The core idea here is straightforward and useful: instead of the agent reasoning through every tool call on every run, it produces a declarative JSON blueprint once, then a single run_workflow call handles the rest via an MCP Mediator that acts as both server and client. That single-invocation model is the actual novelty in the MCP setting, and the production-scale Kubernetes CMDB task (67 steps, 1200+ nodes) gives concrete numbers—under 45 seconds and over 99% token reduction per execution with zero runtime agent involvement. The TypeScript implementation against the MCP SDK and the formalization of the mediator pattern are solid engineering details that make the system feel deployable rather than just sketched. The evaluation on a real multi-namespace, multi-resource task is the strongest part; it shows the execution side works at scale and stays deterministic and idempotent. The soft spot is exactly what the stress test flags: everything rests on the agent generating a correct, complete blueprint in one pass for that 67-step graph. The abstract gives no success rate, no iteration counts, no example blueprints, and no discussion of error handling or partial failures. If generation usually needs feedback loops, the claimed savings don't hold for repeated use. No baselines or ablations either, so we can't tell how much of the win comes from the engine versus the task structure. This is the kind of paper that belongs in a systems or applied AI venue rather than a theory track. Practitioners building LLM agents with MCP will get immediate value from the architecture and the measured results, even if they have to add their own validation for blueprint quality. It deserves a serious referee because the system is implemented, the performance claim is falsifiable on the execution side, and the gap on generation reliability is fixable with additional experiments rather than fatal.

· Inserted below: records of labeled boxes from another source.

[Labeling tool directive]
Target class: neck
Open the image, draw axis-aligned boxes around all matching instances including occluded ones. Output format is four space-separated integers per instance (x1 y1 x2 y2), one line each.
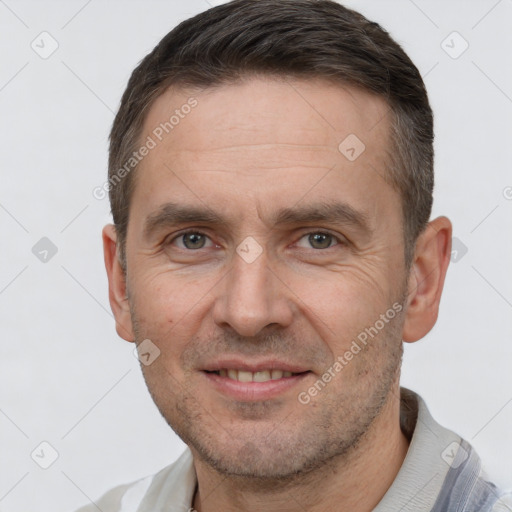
193 392 408 512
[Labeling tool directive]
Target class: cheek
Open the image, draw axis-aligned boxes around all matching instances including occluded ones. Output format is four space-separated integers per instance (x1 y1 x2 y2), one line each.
133 271 214 332
290 272 393 348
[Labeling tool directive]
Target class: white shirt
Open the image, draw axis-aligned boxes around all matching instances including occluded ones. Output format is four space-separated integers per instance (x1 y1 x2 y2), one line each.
77 388 512 512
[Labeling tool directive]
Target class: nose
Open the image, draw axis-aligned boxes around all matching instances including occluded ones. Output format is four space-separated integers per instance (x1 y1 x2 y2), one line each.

I'd send it out for review with a note to strengthen the blueprint generation section.

Referee Report

3 major / 1 minor

Summary. The manuscript introduces the MCP Workflow Engine, a novel orchestration layer for the Model Context Protocol that decouples LLM agent intelligence (single-pass generation of a declarative JSON workflow blueprint specifying tool calls, loops, branches, and data flows) from execution (triggered by one run_workflow call). It formalizes the MCP Mediator pattern (an MCP server acting as client to downstream servers), implements it in TypeScript, and evaluates it on a 67-step Kubernetes CMDB synchronization task across 2 servers, 38 namespaces, and 22 resource types, claiming >99% per-execution token reduction, <45s completion for a 1,200+ node graph, and deterministic idempotent execution with zero runtime agent involvement.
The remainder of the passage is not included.